You shouldn't need to mess with the crossorigin property/attribute unless you set crossorigin = "use-credentials" (JavaScript) or crossorigin="use-credentials" (HTML) somewhere, but you probably didn't do that because that part of the HTML spec isn't finalized yet, and it would almost certainly cause your content to "break" after doing so since credentials would be required at that point.

I'm not familiar with the Web Audio API, so I wasn't able to figure out how to output a MediaElementAudioSourceNode and trigger an error message for my own troubleshooting. If I use createMediaElementSource with an HTMLMediaElement (HTMLAudioElement), the result doesn't seem to be a MediaElementAudioSourceNode based on testing using the instanceof operator even though the spec says it should be if I'm reading it right.
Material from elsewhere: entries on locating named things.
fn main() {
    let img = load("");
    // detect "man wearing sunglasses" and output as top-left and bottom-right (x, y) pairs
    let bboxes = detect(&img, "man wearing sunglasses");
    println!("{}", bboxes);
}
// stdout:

Then in my situation, i get the HTTP response Header:

HTTP/1.1 206 Partial Content
Date: Thu, 02 Jun 2016 06:50:43 GMT
Content-Type: audio/mpeg
Accept-Ranges: bytes
Access-Control-Allow-Origin: *
Access-Control-Expose-Headers: X-Log, X-Reqid
Access-Control-Max-Age: 2592000
Content-Disposition: inline; filename="653ab5685893b4bf.mp3"
Content-Transfer-Encoding: binary
Last-Modified: Mon, 16 May 2016 02:00:05 GMT
Server: nginx
Cache-Control: public, max-age=31536000
ETag: "FpGQqtcf_s2Ce8W_4Mv6ZqSVkVTK"
X-Log: mc.g;IO:2/304
X-Reqid: 71cAAFQgUBiJMVQU
X-Qiniu-Zone: 0
Content-Range: bytes 0-1219327/1219328
Content-Length: 1219328
Age: 1
X-Via: 1.1 xinxiazai211:88 (Cdn Cache Server V2.0), 1.1 hn13:8 (Cdn Cache Server V2.0)
Connection: keep-alive

Note that "Access-Control-Allow-Origin: *", i think this just the right thing, but i still get the message. Hope it help you.

Answer 3

This is correct. You can't access media from a different domain in Web Audio without CORS enabled on the media server (and making the appropriate CORS request.) This is to prevent cross-domain information attacks.